Мы с Питером в недоумении пожали плечами. Никакого развода, разумеется, никаких переездов, смертей, катастроф. Миссис Макмиллан сняла очки, положила их перед собой на стол и спросила о мальчиках.

— Ей двенадцать! — возмутилась я.

Учительница сочувственно улыбнулась.

— Вы еще удивитесь, — пообещала она.

Но я не удивлюсь. Другие матери — возможно, но не я. Я пристально слежу за дочерью (возможно, она думает, что даже слишком пристально), знаю ее учителей, друзей, любимого певца (отвратительно писклявого), марку шампуня по двадцать долларов за бутылку, на него улетают почти все ее карманные деньги. Знаю, что у Джой проблемы с чтением, зато в математике она настоящий ас. Больше всего на свете моя дочь любит плавать в океане. Ее любимый фрукт — абрикос, лучшие друзья — Тамсин и Тодд, она обожает мою младшую сестру и боится иголок и пчел. Я бы заметила, если бы что-то изменилось, поэтому и объяснила учительнице, что в жизни Джой все по-прежнему. Учительница улыбнулась и похлопала меня по колену.
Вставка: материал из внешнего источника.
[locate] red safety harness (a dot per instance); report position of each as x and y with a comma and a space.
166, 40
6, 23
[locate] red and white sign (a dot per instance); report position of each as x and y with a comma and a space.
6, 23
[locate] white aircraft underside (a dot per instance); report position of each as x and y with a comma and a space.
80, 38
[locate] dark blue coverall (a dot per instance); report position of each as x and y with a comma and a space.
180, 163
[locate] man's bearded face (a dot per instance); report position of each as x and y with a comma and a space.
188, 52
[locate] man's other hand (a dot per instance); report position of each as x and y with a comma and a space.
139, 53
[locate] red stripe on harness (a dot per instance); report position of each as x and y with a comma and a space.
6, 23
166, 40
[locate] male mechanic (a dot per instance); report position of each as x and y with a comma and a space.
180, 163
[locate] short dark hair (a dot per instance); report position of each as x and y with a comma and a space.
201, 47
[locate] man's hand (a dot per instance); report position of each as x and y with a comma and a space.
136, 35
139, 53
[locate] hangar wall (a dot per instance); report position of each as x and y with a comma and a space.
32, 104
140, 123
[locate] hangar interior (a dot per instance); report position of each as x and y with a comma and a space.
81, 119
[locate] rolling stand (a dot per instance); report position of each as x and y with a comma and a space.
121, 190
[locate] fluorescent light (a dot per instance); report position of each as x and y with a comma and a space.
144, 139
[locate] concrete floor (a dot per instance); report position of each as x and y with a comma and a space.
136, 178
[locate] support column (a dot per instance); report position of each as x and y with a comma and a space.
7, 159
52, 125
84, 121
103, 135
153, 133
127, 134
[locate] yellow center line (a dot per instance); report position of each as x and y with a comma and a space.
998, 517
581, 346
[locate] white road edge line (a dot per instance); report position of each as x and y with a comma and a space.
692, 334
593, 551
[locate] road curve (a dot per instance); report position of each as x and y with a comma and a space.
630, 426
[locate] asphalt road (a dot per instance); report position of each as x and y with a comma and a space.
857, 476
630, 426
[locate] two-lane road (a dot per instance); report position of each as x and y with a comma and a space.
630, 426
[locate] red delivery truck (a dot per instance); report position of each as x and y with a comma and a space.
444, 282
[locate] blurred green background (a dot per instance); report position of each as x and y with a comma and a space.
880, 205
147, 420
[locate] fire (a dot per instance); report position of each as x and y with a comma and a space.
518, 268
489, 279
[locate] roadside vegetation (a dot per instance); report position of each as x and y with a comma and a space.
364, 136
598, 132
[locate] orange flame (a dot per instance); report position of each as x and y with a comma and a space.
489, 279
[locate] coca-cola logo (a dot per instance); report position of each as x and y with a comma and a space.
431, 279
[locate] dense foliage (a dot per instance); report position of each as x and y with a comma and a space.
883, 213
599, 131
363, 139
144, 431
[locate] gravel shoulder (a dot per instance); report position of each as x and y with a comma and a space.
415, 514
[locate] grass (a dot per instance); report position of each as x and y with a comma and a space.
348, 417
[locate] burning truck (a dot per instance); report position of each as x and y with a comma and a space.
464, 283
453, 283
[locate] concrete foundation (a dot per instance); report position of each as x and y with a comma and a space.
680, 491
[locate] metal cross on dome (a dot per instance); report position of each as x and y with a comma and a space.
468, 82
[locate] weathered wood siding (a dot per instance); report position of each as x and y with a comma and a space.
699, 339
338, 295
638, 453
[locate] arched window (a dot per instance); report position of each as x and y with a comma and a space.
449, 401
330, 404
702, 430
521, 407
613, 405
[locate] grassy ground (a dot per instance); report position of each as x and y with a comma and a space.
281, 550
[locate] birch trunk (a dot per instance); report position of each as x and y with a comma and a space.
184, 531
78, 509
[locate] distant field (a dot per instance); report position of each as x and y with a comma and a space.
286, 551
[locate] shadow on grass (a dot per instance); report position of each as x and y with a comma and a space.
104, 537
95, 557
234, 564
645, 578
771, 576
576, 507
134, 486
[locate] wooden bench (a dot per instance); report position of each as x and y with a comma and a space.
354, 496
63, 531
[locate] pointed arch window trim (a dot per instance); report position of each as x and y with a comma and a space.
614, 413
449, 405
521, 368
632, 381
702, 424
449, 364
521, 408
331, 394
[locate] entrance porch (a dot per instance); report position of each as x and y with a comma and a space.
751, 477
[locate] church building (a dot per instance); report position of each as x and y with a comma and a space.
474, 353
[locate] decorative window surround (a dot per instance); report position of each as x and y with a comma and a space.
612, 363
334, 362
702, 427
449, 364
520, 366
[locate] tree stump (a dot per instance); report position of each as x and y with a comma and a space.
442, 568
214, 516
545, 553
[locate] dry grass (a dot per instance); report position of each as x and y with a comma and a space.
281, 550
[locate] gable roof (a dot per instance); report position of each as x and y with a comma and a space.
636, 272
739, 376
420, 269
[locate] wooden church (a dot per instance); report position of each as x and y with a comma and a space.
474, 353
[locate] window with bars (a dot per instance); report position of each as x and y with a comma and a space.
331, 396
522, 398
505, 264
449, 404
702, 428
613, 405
— Такое часто происходит с девочками в ее возрасте. — Миссис Макмиллан снова водрузила на нос очки и глянула на часы. — Мир открывает перед ними новые возможности. Уверена, у Джой все будет хорошо. У нее есть голова на плечах и заботливые родители. Главное — не спускать с нее глаз.

«Как будто я за ней не слежу», — подумала я, но улыбнулась, поблагодарила миссис Макмиллан и пообещала звонить в случае чего. Разумеется, когда через полчаса я откровенно спросила Джой, все ли в порядке, дочь пожала плечами и закатила глаза. Любимый жест всех девочек-подростков на свете. Когда я заметила, что это не ответ, дочь сообщила, что учиться в седьмом классе сложнее, чем в шестом, и открыла учебник по математике в знак окончания беседы.

Мне хотелось позвонить ее педиатру, психологу, логопеду или хотя бы школьному директору и методисту. Я составила список вариантов: учебные центры и сайты, предлагающие помощь с домашними заданиями, группы поддержки для родителей недоношенных детей или детей с нарушениями слуха. Питер меня отговорил.